Вася заметно оживился.
— О! Право не знаю… А где меня поселить… Это почти все равно, но я бы предпочел отдельно спать, поскольку я имею обыкновение по ночам записывать мысли...
— Это пожалуйста! – Алексашка  показал широкой ладонью на деревянную мореную под дуб дверь, ведущую в помещение для спелеологов. – Заодно и освоитесь со снаряжением, веревки, карабины… так сказать, духовно сроднитесь. Они  у нас там  хранятся. Только там немножко пыльно, но это ничего, поможем прибраться. Пылесос у нас есть, моющий!
Дивный сине-белый пылесос, диковинной по тем временам цилиндрической формы, с прозрачной колбой для воды с кучей непонятных кнопочек и непонятного режима работы был достопримечательностью подвала. Все друзья, желающие произвести временное впечатление либо на девушек, либо на родственников, брали  буржуазное чудо техники напрокат. Алексашка даже вел тетрадку  «Прокат пылесоса», чтобы контролировать процесс. Пылесос являлся результатом  другой бартерной сделки Алексашки, только уже не с Пенькиным, а с заезжими коммерсантами из Абазы. Бородатые, угрюмые охотники, в одежде из вечного брезента  приехали в Новосибирск менять этот пылесос на лодочный мотор. Алексашка нашел их на рынке, куда отправился,  было, за продуктами. Он быстренько прикинул стоимость  пылесоса и лодочного мотора и повел охотников в подвал. По дороге таежники горестно поведали ему, что далекая Абаза  буквально переполнена автоматическими предметами домашнего обихода, которые местным жителям выдали в качестве заработной платы за годы работы в лесхозе. Автоматические стиральные и посудомоечные машины, душевые кабины, освежители воздуха, биологические туалеты и многое другое стоят теперь в деревянных избах в качестве натюрмортов. А вожделенные в тех местах  лодочные моторы и охотничьи ружья, а также муку и сахар дают только за деньги, которых теперь лесовикам не видать —  зарплаты-то погашены. Вот и снарядили местные жители охотников, что посмелее, в город на разведку, можно ли поменять бесполезную буржуазную технику на что-нибудь полезное. Для разведки бородачи взяли с собой что полегче – пылесос. В ближайшем  к Абазе  городе Абакане таежники потерпели неудачу – лодочные моторы там оказались тоже нужнее пылесосов. Назад им сразу ехать не хотелось  – соседи могли пристрелить сгоряча, нравы-то в таежном селе простые. Вот и добрались таежники аж до Новосибирска. Алексашка слушал бородачей, сочувственно кивал и буквально раздувал ноздри от бизнес-проектов, которые роились у него в голове. Лодочный мотор он купил, отдал охотникам, договорился с ними о вечной дружбе, нарисовал в тетрадке карту Абазы, а пылесос выставил на продажу в магазин.

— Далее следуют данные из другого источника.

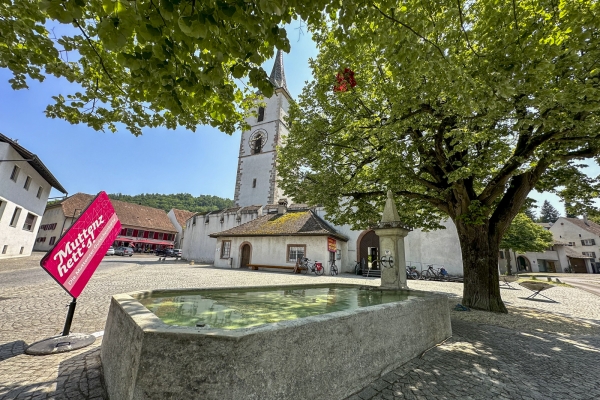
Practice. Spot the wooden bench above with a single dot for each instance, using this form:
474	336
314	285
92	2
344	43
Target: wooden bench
257	266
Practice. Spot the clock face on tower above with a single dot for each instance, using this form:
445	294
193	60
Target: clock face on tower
257	141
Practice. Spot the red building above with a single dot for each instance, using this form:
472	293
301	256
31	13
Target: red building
144	228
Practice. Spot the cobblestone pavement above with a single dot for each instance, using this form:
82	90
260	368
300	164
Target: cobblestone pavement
479	361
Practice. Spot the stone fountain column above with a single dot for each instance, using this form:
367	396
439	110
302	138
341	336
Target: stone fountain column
391	234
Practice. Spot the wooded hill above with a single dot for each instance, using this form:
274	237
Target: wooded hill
182	201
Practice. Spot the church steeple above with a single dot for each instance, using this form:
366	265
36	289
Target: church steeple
277	77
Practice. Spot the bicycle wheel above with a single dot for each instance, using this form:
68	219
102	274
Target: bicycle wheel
333	269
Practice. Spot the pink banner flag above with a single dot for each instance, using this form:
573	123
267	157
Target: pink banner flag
80	250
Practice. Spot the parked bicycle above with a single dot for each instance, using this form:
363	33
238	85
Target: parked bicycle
307	266
434	273
333	268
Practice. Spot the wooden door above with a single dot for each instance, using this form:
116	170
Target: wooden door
245	256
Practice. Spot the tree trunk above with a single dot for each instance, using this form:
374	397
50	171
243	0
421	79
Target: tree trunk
508	265
480	247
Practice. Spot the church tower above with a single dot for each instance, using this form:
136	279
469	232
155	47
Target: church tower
256	182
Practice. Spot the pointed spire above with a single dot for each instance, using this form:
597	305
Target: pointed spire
277	77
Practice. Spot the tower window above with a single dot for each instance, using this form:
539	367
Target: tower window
261	114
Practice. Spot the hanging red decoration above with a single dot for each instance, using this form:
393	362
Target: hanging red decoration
344	80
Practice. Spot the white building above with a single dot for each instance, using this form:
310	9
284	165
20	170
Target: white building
218	237
178	218
583	238
25	185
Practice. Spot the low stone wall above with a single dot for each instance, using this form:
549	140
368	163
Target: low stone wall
329	356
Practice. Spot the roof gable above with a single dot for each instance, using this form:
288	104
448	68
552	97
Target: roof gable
35	162
129	214
591	227
292	223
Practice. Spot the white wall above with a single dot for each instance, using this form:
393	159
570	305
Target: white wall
262	167
272	250
200	247
566	231
19	242
52	215
179	235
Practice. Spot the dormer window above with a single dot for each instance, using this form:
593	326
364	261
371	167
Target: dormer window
261	114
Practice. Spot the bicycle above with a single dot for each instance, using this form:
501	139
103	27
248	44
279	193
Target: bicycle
412	273
308	266
333	268
433	273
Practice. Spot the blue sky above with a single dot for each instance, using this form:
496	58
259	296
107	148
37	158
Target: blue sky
159	161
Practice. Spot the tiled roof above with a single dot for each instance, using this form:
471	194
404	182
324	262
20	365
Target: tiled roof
129	214
573	254
35	162
182	215
590	227
293	223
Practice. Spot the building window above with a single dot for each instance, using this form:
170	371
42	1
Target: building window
15	218
15	174
29	222
296	251
261	114
225	248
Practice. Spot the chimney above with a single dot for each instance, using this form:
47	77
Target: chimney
282	206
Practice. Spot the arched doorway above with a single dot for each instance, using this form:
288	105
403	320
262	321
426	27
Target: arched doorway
368	248
523	264
245	255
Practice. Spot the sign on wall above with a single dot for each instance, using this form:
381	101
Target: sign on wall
331	245
75	257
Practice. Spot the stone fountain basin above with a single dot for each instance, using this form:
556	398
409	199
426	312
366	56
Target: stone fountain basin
329	356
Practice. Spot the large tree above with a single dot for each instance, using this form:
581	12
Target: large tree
460	108
525	235
548	213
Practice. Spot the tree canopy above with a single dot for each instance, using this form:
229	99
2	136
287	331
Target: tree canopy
524	235
181	201
461	109
149	63
548	213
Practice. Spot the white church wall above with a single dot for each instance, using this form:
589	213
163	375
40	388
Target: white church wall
198	245
254	167
272	250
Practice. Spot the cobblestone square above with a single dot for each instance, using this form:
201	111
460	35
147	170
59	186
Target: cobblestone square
541	350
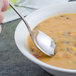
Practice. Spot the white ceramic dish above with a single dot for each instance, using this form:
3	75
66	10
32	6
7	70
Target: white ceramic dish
33	19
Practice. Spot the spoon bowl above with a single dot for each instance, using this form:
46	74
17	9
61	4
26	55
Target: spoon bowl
41	40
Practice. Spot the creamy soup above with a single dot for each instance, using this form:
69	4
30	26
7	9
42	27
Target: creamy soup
62	29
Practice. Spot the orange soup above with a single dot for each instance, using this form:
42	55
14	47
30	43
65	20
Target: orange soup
62	29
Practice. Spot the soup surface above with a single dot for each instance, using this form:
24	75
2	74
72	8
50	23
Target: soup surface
62	29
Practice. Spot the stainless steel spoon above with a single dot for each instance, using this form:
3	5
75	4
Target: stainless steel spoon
43	42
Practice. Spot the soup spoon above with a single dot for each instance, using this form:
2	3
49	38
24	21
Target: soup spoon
43	42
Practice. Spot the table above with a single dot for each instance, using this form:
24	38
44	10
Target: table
12	61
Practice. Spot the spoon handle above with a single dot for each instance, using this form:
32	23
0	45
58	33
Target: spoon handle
22	17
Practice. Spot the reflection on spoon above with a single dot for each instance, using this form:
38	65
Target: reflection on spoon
43	42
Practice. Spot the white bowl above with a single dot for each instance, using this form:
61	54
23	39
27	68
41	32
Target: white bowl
33	19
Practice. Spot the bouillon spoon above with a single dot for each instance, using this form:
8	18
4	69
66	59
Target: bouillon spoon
43	42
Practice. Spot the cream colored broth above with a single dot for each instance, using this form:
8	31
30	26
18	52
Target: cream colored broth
62	29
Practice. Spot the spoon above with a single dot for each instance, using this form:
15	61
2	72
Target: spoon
43	42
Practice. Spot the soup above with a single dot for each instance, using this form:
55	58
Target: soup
62	29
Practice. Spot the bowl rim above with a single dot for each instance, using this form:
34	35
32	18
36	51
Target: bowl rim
38	61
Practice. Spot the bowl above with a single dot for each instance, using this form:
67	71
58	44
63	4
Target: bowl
33	19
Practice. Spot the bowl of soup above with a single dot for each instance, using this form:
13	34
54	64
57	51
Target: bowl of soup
59	23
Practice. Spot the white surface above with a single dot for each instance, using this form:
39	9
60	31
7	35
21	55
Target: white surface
11	15
33	19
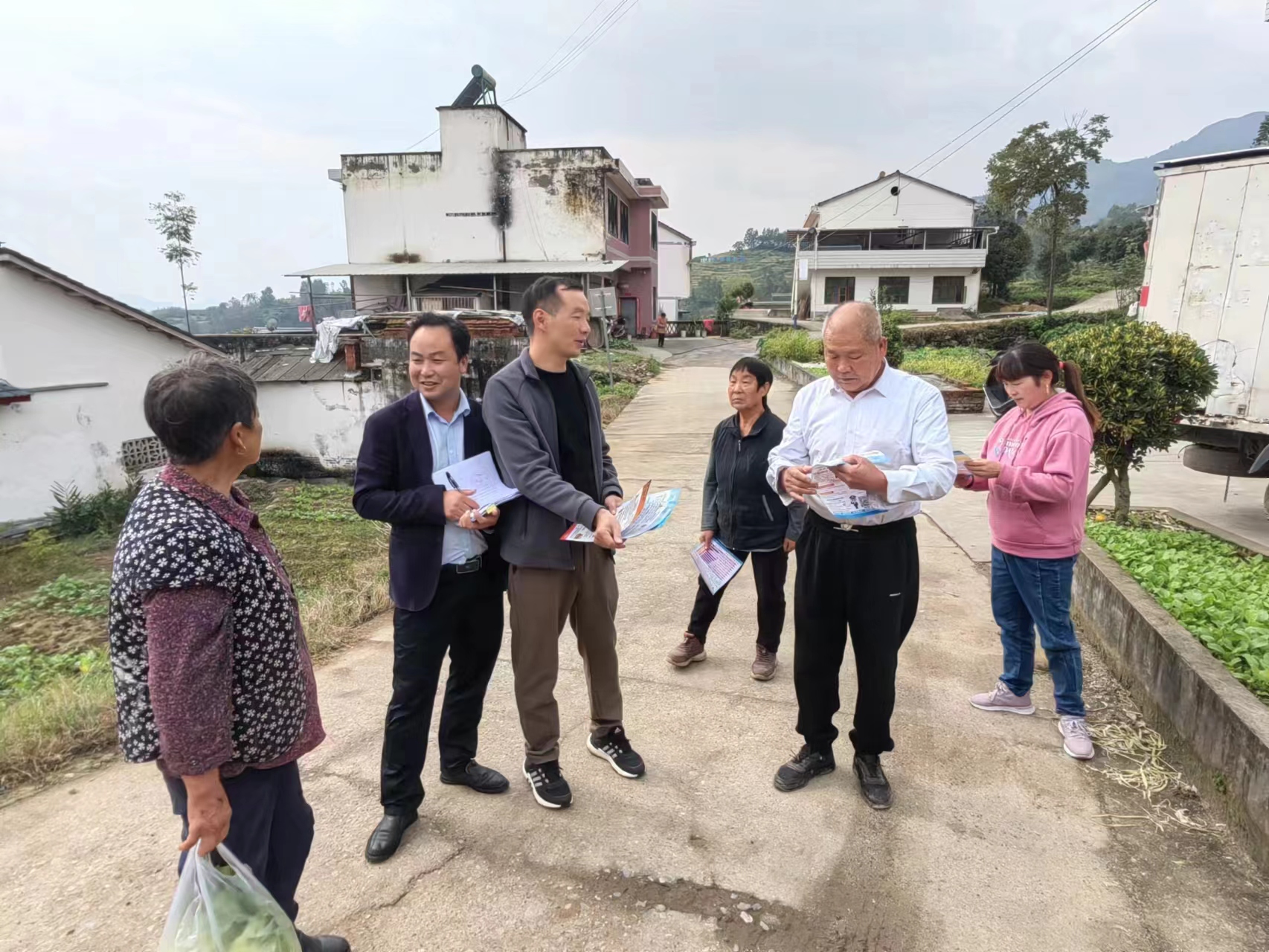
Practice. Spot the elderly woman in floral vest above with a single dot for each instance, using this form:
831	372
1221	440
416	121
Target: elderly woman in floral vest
211	668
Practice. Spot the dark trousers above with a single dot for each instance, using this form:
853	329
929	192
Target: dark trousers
864	582
771	569
271	828
465	619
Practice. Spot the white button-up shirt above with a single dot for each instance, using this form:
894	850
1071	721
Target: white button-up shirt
447	448
899	415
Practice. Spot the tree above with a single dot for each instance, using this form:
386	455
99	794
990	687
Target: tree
176	221
1141	377
1008	255
1053	168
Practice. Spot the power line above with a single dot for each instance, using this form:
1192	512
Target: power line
1044	82
616	16
547	61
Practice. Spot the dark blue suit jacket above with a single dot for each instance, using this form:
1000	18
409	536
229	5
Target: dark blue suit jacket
393	485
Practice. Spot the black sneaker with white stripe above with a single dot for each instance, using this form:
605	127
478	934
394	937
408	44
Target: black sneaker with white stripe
548	785
616	749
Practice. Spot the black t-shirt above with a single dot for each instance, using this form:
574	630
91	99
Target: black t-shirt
573	420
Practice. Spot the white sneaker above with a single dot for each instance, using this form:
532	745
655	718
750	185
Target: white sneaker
1076	742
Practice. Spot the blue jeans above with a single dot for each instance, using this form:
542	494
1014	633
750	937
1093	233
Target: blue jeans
1035	593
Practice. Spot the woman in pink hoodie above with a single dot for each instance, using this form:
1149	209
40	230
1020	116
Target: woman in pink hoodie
1035	472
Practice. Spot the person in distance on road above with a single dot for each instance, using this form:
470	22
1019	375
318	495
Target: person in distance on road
862	573
446	578
544	411
746	515
212	675
1035	467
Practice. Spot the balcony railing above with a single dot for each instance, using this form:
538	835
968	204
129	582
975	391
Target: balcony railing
896	240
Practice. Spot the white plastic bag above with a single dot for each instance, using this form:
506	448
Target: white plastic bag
225	909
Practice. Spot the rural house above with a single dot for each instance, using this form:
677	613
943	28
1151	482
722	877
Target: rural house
472	225
897	237
74	366
674	266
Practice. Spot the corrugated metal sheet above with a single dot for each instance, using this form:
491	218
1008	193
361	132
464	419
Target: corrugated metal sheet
461	268
293	366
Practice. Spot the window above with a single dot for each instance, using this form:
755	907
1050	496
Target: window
893	289
838	291
949	291
618	219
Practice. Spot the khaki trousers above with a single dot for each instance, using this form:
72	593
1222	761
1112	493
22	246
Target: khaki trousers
542	601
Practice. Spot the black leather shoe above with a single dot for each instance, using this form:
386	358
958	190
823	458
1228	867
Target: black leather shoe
483	779
872	781
323	943
803	768
388	837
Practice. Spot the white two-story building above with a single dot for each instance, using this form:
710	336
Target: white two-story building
472	225
897	237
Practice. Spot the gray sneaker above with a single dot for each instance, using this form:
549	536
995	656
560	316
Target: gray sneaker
764	664
1001	698
688	650
1076	740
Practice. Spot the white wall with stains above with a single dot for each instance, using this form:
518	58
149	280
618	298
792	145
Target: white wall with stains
321	419
48	338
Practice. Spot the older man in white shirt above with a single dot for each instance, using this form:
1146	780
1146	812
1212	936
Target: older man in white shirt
884	436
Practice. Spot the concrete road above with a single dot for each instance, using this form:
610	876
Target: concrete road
997	840
1164	481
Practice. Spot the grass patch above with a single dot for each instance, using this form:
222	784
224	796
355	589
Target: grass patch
56	692
960	364
1217	591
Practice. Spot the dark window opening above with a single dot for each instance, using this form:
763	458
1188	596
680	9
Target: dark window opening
893	289
839	291
949	291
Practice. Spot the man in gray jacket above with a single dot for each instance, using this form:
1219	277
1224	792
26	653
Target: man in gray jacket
544	414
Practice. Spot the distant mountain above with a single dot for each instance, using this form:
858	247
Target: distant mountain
145	303
1135	181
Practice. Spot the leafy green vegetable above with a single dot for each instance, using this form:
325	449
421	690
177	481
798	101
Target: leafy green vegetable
1217	591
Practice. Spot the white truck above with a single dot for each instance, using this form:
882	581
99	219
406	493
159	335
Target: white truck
1207	276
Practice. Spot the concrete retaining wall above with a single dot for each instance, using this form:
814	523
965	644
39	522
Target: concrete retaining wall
1220	727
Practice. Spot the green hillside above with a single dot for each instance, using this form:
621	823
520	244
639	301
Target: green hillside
772	273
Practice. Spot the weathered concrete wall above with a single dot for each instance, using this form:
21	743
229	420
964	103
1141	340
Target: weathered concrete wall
1218	725
48	338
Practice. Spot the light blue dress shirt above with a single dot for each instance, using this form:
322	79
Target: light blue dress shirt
447	450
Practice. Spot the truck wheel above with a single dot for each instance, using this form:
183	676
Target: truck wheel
1218	463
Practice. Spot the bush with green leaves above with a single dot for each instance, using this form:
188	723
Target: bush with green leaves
788	344
1216	591
1141	377
75	513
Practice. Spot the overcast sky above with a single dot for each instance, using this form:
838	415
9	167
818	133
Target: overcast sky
745	112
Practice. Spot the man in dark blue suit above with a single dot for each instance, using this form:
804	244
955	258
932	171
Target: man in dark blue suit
447	582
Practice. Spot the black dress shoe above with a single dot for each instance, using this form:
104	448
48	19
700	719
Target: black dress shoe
323	943
483	779
388	837
803	768
872	781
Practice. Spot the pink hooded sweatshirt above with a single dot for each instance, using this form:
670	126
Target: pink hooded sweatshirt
1037	504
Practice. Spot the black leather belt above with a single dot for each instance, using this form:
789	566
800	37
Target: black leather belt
471	565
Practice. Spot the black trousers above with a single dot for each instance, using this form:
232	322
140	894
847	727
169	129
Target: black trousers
771	569
864	582
465	619
271	828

Через три месяца пылесос все еще не был продан,  —  народу, по тем временам, было не до диковинных пылесосов,   хлеба не все могли купить. Инфляция  к тому времени уже слопала всю ожидаемую прибыль, а  магазин выставил Алексашке счет за хранение пылесоса. Алексашка, было, возмутился, но тогда магазин пригрозил пеней, которая полностью покрывала стоимость  пылесоса, и Алексашка  сдался. Он заплатил за хранение, забрал пылесос в подвал и выбросил карту Абазы.  Абазинские охотники, кстати, так больше и не появились, хотя обещали привезти еще чего-нибудь на обмен. То ли дорогу не нашли, то ли не охотники это были. Непонятно.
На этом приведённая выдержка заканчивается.